Cuando se le preguntó si el anillo de bodas podría elegirse a partir de la llegada de Chanel, Norris dijo a Sky News: “En el caso del que estás hablando, no, por supuesto que no”.
“Si alguien trae una bolsa llena de anillos de oro, entonces lo que dije sobre la herencia es diferente”.
Insinuó que los activos identificables, como las bicicletas eléctricas, podrían confiscarse para ayudar a financiar la vivienda, lo que cuesta a los contribuyentes miles de millones de libras al año.
Un experto del gobierno destacó el caso de un solicitante de asilo que recibía £800 al mes de su familia y conducía un Audi, pero recibió alojamiento gratuito a expensas de los contribuyentes. “No está bien”, dijo la fuente.
Esto incluye socavar el derecho a la vida familiar según el Convenio Europeo de Derechos Humanos y limitar el número de apelaciones permitidas contra las denegaciones de asilo.

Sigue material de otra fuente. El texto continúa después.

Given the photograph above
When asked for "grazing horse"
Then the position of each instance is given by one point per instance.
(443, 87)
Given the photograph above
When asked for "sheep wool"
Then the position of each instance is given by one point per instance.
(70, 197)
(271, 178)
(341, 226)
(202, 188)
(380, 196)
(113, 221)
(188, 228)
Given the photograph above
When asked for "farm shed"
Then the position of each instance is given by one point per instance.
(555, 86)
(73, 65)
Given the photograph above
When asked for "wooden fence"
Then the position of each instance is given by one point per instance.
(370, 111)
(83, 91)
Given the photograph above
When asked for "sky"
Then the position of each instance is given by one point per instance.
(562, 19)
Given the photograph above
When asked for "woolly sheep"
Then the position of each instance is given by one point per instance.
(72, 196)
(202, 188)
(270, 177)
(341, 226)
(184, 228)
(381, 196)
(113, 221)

El Ministerio del Interior ha anunciado prohibiciones de visas para tres países africanos -Angola, Namibia y la República Democrática del Congo- a menos que hagan más para ayudar a expulsar a los inmigrantes ilegales.
Sin embargo, la “misión moral” de Mahmud se enfrenta a una resistencia masiva por parte de los parlamentarios laboristas, que la acusan de intentar impulsar una política de reformas más dura.
Se ha afirmado que al menos un ministro está “preparando para dimitir”, y los parlamentarios han descrito las propuestas como “repugnantes” y “crueldad efectiva”.